Parlamentskorrespondenz Nr. 250 vom 25.03.2009

Rechtspfleger sollen auch in Strafsachen eingesetzt werden dürfen

Verfassungsausschuss empfiehlt Adaptierung der Bundesverfassung

Wien (PK) – Nach den geltenden Bestimmungen der Bundesverfassung ist es in bestimmten Fällen möglich, besonders ausgebildete nichtrichterliche Bundesbedienstete, so genannte Rechtspfleger, mit Zivilrechtssachen zu betrauen. In Strafsachen ist eine solche Übertragung von eigentlich einem Richter vorbehaltenen Agenden nicht möglich. Das könnte sich nun allerdings bald ändern. Der Verfassungsausschuss des Nationalrats billigte eine Gesetzesinitiative der beiden Koalitionsparteien, mit der von verfassungsrechtlicher Seite Grünes Licht für entsprechende konkrete Gesetzesbestimmungen gegeben wird. Den Rechtspflegern könnten, so heißt es in den Erläuterungen, insbesondere Kostenbestimmungen übertragen werden.

Abgelehnt wurde die Verfassungsnovelle im Ausschuss von FPÖ und BZÖ. Beide Fraktionen zeigten zwar Verständnis für die Intention des Antrags, urgierten aber detailliertere Bestimmungen. So sprach sich etwa Abgeordneter Harald Stefan (F) dafür aus, klarzustellen, welche Kompetenzen Rechtspflegern in Strafsachen übertragen werden dürfen. An der grundlegenden Zuständigkeit von Richtern für die Rechtsprechung soll man seiner Meinung nach nichts ändern.

Den Einwänden der beiden Fraktionen hielten die Koalitionsparteien entgegen, dass es nicht sinnvoll wäre, die genauen Kompetenzen von Rechtspflegern in Strafsachen verfassungsrechtlich festzulegen. Über diese Frage solle, so Ausschussobmann Peter Wittmann (S), im Justizausschuss diskutiert werden. Die Abgeordneten Heribert Donnerbauer und Wilhelm Molterer (beide V) wiesen darauf hin, dass sich der Einsatz von Rechtspflegern in Zivilrechtssachen seit Jahren und Jahrzehnten bewährt habe, wobei, wie Donnerbauer betonte, Rechtspfleger stets unter Aufsicht eines Richters tätig würden.
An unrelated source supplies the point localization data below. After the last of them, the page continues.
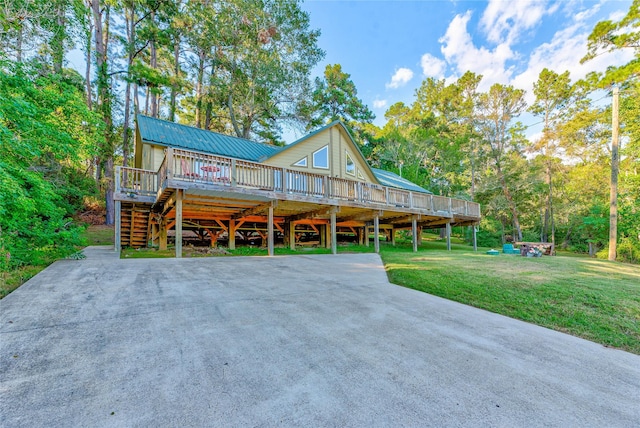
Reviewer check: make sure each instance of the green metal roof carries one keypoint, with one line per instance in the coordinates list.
(162, 132)
(387, 178)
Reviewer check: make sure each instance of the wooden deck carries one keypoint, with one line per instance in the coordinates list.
(219, 195)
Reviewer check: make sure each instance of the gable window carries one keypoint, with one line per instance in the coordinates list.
(301, 162)
(350, 165)
(321, 158)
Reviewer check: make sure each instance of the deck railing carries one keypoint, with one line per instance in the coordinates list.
(184, 165)
(136, 181)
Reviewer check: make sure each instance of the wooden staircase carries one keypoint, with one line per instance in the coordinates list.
(134, 224)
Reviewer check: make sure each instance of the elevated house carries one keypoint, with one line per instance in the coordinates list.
(223, 187)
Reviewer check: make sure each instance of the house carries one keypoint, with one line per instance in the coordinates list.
(218, 186)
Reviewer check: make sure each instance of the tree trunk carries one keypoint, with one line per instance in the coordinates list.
(512, 205)
(176, 75)
(101, 38)
(153, 62)
(19, 38)
(57, 41)
(232, 115)
(126, 131)
(199, 84)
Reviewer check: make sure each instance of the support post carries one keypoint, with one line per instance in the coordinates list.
(414, 233)
(162, 244)
(334, 234)
(475, 238)
(292, 235)
(376, 233)
(118, 229)
(270, 231)
(232, 234)
(179, 223)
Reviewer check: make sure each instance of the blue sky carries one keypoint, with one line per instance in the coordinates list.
(389, 47)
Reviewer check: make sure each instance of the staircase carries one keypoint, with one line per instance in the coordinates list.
(134, 224)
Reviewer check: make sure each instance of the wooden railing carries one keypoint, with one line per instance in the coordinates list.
(184, 165)
(136, 181)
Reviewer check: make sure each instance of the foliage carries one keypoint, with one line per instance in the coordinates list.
(335, 98)
(46, 135)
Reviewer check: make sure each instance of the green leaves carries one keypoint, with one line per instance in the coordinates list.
(45, 132)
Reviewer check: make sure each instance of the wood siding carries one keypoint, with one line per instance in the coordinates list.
(339, 144)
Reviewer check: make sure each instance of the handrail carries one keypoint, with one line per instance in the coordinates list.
(136, 181)
(184, 165)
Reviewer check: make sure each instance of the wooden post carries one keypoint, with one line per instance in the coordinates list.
(292, 235)
(162, 244)
(334, 234)
(179, 223)
(169, 159)
(232, 234)
(270, 231)
(376, 233)
(322, 231)
(414, 233)
(366, 235)
(475, 240)
(118, 229)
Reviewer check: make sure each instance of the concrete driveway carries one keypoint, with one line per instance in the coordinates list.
(286, 341)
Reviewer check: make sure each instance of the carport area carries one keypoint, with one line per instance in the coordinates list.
(317, 340)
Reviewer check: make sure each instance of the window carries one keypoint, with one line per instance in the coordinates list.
(301, 162)
(350, 165)
(321, 158)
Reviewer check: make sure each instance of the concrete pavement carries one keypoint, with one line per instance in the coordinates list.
(286, 341)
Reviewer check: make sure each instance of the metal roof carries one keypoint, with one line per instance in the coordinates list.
(172, 134)
(165, 133)
(387, 178)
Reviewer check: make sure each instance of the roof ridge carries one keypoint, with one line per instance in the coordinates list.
(208, 130)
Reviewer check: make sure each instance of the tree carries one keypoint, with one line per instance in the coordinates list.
(336, 98)
(553, 93)
(498, 108)
(47, 137)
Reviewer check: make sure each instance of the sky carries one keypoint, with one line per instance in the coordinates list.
(390, 46)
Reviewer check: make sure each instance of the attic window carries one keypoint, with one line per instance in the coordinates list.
(301, 162)
(321, 158)
(350, 165)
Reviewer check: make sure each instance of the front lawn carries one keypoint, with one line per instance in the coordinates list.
(594, 299)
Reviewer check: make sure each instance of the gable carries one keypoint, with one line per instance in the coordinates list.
(344, 159)
(169, 134)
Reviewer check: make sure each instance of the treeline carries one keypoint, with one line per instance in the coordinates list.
(243, 67)
(458, 141)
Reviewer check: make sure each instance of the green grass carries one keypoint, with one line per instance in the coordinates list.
(594, 299)
(130, 253)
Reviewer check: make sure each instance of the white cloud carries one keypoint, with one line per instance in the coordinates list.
(432, 66)
(400, 78)
(379, 103)
(564, 52)
(505, 21)
(459, 51)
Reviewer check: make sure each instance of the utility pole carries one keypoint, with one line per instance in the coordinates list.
(613, 204)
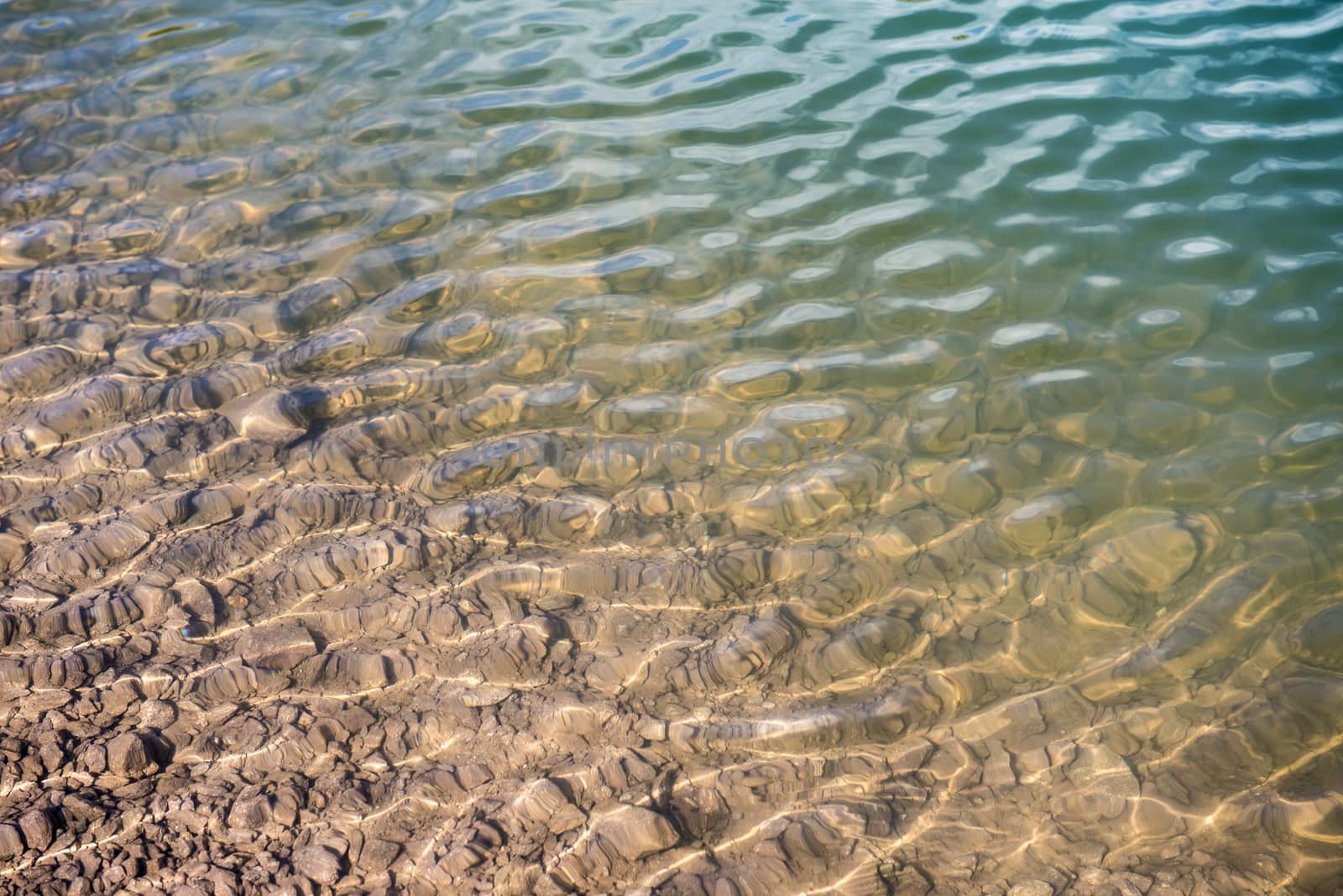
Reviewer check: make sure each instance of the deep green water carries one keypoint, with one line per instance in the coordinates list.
(376, 392)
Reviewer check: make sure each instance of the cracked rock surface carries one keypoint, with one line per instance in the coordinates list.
(405, 494)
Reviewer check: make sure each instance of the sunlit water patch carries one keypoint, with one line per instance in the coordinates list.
(713, 448)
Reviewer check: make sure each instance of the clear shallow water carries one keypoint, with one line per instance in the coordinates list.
(326, 561)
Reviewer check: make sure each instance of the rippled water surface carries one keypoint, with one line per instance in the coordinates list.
(736, 448)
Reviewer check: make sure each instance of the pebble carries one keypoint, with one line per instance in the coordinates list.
(275, 647)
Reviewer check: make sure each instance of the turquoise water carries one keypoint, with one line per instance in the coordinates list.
(693, 448)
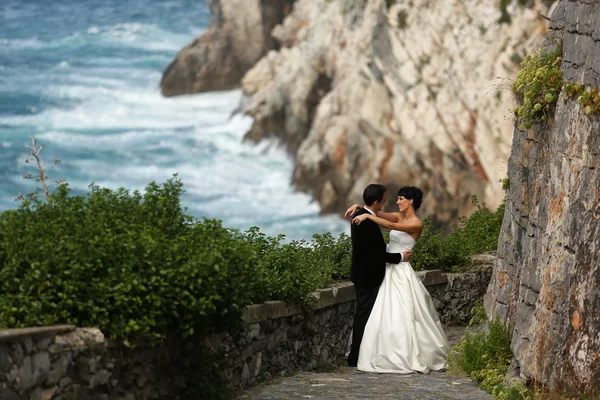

Staatssekretär Josef Ostermayer machte geltend, dass durch den verstärkten Einsatz von Rechtspflegern Richter entlastet werden sollten und Akten schneller erledigt werden könnten.

Seitens der Grünen machte Abgeordneter Albert Steinhauser darauf aufmerksam, dass mit der Verfassungsänderung eine langjährige Forderung der Rechtspfleger umgesetzt werde. Er bezweifelte allerdings, dass es dadurch zu einer Beschleunigung von Rechtssachen kommen werde, und gab zu bedenken, dass Rechtspfleger bereits jetzt gleich stark belastet seien wie Richter.

Der Antrag der FPÖ, den Tagesordnungspunkt zu vertagen, wurde abgelehnt.

Ausschuss drängt auf Dialog der Regierung mit Religionsgemeinschaften

Auf die zunehmende Infragestellung des modernen Rechtsstaates durch einzelne religiöse Fundamentalisten reagiert der Verfassungsausschuss mit einer an die Regierung gerichteten Entschließung. Die Regierung wird ersucht, im Dialog mit den in Österreich anerkannten Religionsgemeinschaften zu überlegen, wie die in der österreichischen Verfassung verankerten Grundwerte im Rahmen der Aktivitäten der jeweiligen Religionsgemeinschaft gefördert werden können. Gewisse "Traditionen" bzw. Haltungen – zum Beispiel Zwangsverheiratungen, weibliche Genitalverstümmelung, die Ablehnung bestimmter Staaten – seien im modernen, auf Grund- und Freiheitsrechten aufbauenden Rechtsstaat nicht vertretbar, heißt es in den Erläuterungen, und sie hätten auch in der jeweiligen Glaubenslehre keine Grundlage.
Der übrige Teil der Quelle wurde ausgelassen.